Hyperolius bolifambae
- Conservation status: Least Concern (IUCN 3.1)

Scientific classification
- Kingdom: Animalia
- Phylum: Chordata
- Class: Amphibia
- Order: Anura
- Family: Hyperoliidae
- Genus: Hyperolius
- Species: H. bolifambae
- Binomial name: Hyperolius bolifambae Mertens, 1938
- Synonyms: Hyperolius erythropus Laurent, 1943

= Hyperolius bolifambae =

- Genus: Hyperolius
- Species: bolifambae
- Authority: Mertens, 1938
- Conservation status: LC
- Synonyms: Hyperolius erythropus Laurent, 1943

Species of amphibian

Hyperolius bolifambae (also known as Bolifamba reed frog or Medje reed frog) is a species of frog in the family Hyperoliidae. It is known from southeastern Nigeria, southern Cameroon, and southwestern Central African Republic, with an isolated record in northeastern Democratic Republic of the Congo (type locality of Hyperolius erythropus, now in synonymy); the latter record may be considered doubtful. It likely has a broader range towards south and east than currently documented, and the AmphibiaWeb includes Gabon and the Republic of the Congo in the distribution.

==Etymology==
The specific name bolifambae refers to its type locality, "Bolifamba", near Mount Cameroon.

==Description==
Adult males measure 21–26 mm and adult females 30–33 mm in snout–vent length. There are two distinct colour phases, "J" and "F". Juveniles and many mature males show phase J whereas mature females and some mature males show phase F. Phase J is characterized by yellow ventrum, whereas in phase F the ventrum is black with large white spots. In both cases, the dorsum is uniform yellow to brown. The flanks are darker chocolate-brown and clearly distinct from the dorsal colour. Sometimes there are chocolate-brown spots on the dorsum. Distinctive to this species, the dorsal surface of tibia is always bi-coloured: the front part is brown, and the hind part is yellow.

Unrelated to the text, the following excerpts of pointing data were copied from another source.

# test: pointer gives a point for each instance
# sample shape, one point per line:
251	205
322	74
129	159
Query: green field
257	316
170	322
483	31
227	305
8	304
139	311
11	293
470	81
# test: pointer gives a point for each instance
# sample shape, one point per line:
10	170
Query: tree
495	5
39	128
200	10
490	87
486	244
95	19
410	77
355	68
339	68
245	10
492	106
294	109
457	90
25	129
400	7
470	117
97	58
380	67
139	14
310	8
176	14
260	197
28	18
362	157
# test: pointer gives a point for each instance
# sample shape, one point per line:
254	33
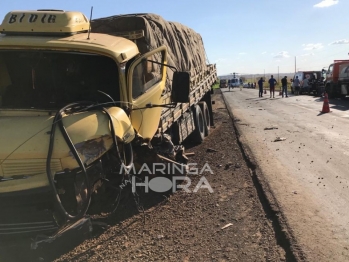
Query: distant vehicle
315	82
337	79
235	82
223	83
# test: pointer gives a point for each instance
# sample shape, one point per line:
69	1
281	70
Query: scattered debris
271	128
190	154
280	139
227	225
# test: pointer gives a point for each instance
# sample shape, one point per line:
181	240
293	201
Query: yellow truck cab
77	104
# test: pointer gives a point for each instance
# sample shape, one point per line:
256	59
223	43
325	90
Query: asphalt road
308	170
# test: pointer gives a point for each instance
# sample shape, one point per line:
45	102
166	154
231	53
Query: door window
146	74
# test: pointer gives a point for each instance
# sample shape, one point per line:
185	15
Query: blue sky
249	36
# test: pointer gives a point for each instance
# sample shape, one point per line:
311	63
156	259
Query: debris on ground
227	225
271	128
277	139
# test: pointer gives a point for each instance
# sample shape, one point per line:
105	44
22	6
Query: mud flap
73	233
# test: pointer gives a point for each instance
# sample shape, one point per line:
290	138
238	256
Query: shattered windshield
51	80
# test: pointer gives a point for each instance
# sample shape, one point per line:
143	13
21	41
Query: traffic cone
326	106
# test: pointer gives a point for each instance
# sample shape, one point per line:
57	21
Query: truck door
145	83
329	73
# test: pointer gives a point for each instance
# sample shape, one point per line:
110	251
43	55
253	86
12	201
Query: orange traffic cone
326	106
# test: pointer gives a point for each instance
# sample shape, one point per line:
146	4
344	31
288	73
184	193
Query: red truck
337	79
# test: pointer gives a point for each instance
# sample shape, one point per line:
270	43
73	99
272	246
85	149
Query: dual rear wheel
201	121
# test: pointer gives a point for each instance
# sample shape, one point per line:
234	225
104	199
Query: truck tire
206	113
199	122
329	91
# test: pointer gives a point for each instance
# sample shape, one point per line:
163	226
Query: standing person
272	82
296	84
284	86
305	85
260	85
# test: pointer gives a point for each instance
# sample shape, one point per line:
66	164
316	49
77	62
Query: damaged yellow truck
79	99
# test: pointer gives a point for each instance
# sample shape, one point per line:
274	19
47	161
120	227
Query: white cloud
282	54
340	42
326	3
312	46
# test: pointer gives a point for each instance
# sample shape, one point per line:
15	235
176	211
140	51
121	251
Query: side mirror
180	87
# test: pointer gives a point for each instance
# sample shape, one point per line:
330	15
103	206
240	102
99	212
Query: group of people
272	83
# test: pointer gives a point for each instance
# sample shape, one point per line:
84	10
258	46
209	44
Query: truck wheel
199	122
206	113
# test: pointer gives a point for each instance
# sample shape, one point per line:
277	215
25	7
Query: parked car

The male advertisement call is a high-pitched buzzing.

==Habitat and conservation==
Hyperolius bolifambae is a bush land species that occurs at elevations below 600 m asl. It presumably also lives in secondary vegetation in the tropical forest belt. Breeding takes place in small ponds. It is locally common or abundant, and there are no known major threats to this adaptable species. It occurs in some protected areas, including the Korup National Park (Cameroon) and Dzanga-Ndoki National Park (Central African Republic).